[axaxs]

Clock speed is an unfortunate marketing gimmick anymore. I dare compare it to peak horsepower. A 3ghz chip from today will run circles around a chip from 2002, and with less power to boot. AMD is ahead in the clock speed race, but gets beat handily by "slower" Intel processors, while using twice the power. The focus going forward is going to be on power efficiency and using more cores, not clock speed.

[ajross]

This is true, but it's missing the point. A modern CPU gets probably 50% more work out of a median clock cycle and runs 33% faster for single threaded (turbo) workloads. So it's twice as fast. And sure, there are four of them on the die.

But back up another decade to 1992, where a top of the line PC was a 50MHz 486 with well under half the IPC of the linked Northwood running 60x slower.

For those of us who remember the 80's and 90's, it's a very different world we live in.

[zokier]

The (single threaded) performance improvement is significantly larger. Anandtech has 2005 vintage Pentium in their benchmarks: http://anandtech.com/bench/product/92?vs=836 and there is probably a significant perf difference between 2002 and 2005.
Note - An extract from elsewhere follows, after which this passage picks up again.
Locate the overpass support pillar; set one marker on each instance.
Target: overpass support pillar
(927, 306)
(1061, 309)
And you can't really ignore the massive improvements gained via GPUs. There are your 100x differences

[rwg]

First off, you're absolutely right. The difference in IPC between a modern CPU and a 2002 vintage Pentium 4 is pretty incredible, and the way forward is all about power efficiency and cramming more cores onto one die.

However, I think it's unfair to say clock speed is an unfortunate marketing gimmick "anymore" when it was a gimmick all the way back in 2002 when Intel released the 3.06 GHz "Northwood" Pentium 4 that the OP's linked article references. In fact, it was a gimmick that caused one of the biggest strategy/roadmap blunders Intel ever made.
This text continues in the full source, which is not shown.